3 That is the effect of section 547(e). Section 547(e) defines the date of the transfer and serves to clarify that the perfection is on account of an antecedent debt. Under section 547(e)(2)(A), had the security interest been recorded within ten days of its delivery, the date upon which it became effective between the parties (i.e., between the Debtor and Creditor), the transfer (perfection) would have been deemed made on the date of the loan and, thus, not on account of an antecedent debt and no defense is required.1 Since the perfection occurred sixteen days after the loan, however, it constituted a transfer on account of an antecedent debt and a defense to overcome this presumption must be made and proved. That is, section 547(c)(1) may then be analyzed to determine whether the transfer is excepted from the trustee’s avoidance powers.

The question before the Court, therefore, is whether a transfer of a nonpurchase money security interest2 that is not perfected within ten days is, as a matter of law, precluded from being a “substantially contemporaneous exchange.” In the instant case, there is no dispute that the elements of the trustee’s avoidance action under section 547(b) and the first element of the defense, that the parties intended the transfers to be contemporaneous, have been met.
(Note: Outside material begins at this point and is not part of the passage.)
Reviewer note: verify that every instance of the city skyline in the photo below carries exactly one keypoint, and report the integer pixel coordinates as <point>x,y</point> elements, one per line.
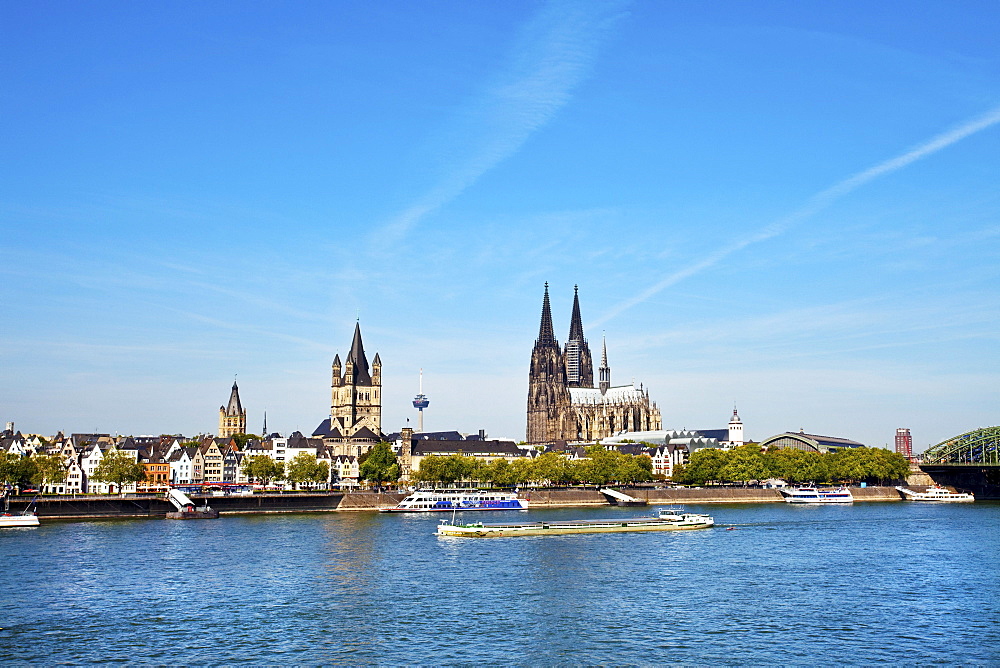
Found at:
<point>789,206</point>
Two conflicting lines of authority have developed to answer this question. Ray v. Security Mutual Finance Corp. (In re Arnett), 731 F.2d 358 (6th Cir. 1984), holds that an exchange involving a security transaction cannot be substantially contemporaneous unless perfection occurs within the ten day grace period of section 547(e)(2). The other line of authority, led by the Seventh Circuit’s decision in Pine Top Insurance Co. v. Bank of America Nat’l Trust Savings Ass’n, 969 F.2d 321 (7th Cir. 1992), holds that substantially

1 Section 547(e) is also important in that by establishing the date of a transfer, it affects the calculation of the preference period.